In recent years, with the rapid advancement of large language models (LLMs), role-playing language agents (RPLAs) have emerged as a prominent research focus at the intersection of natural language processing (NLP) and human-computer interaction. This paper systematically reviews the current development and key technologies of RPLAs, delineating the technological evolution from early rule-based template paradigms, through the language style imitation stage, to the cognitive simulation stage centered on personality modeling and memory mechanisms.
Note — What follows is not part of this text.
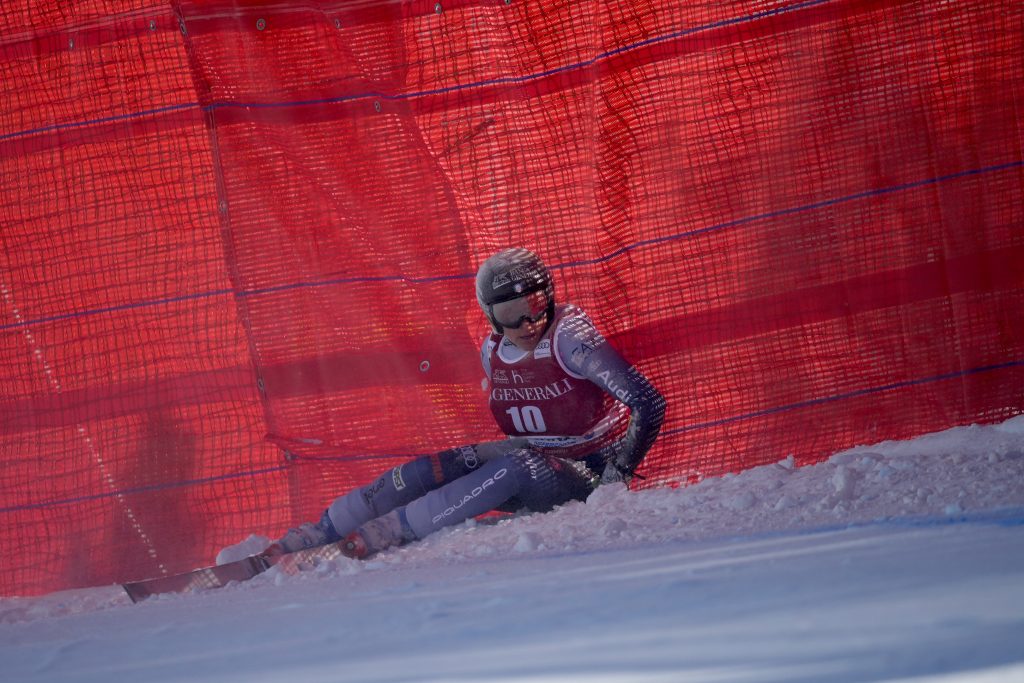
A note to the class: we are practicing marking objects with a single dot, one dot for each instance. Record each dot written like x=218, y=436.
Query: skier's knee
x=537, y=484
It summarizes the critical technical pathways supporting high-quality role-playing, including psychological scale-driven character modeling, memory-augmented prompting mechanisms, and motivation-situation-based behavioral decision control. At the data level, the paper further analyzes the methods and challenges of constructing role-specific corpora, focusing on data sources, copyright constraints, and structured annotation processes. In terms of evaluation, it collates multi-dimensional assessment frameworks and benchmark datasets covering role knowledge, personality fidelity, value alignment, and interactive hallucination, while commenting on the advantages and disadvantages of methods such as human evaluation, reward models, and LLM-based scoring. Finally, the paper outlines future development directions of role-playing agents, including personality evolution modeling, multi-agent collaborative narrative, multimodal immersive interaction, and integration with cognitive neuroscience, aiming to provide a systematic perspective and methodological insights for subsequent research.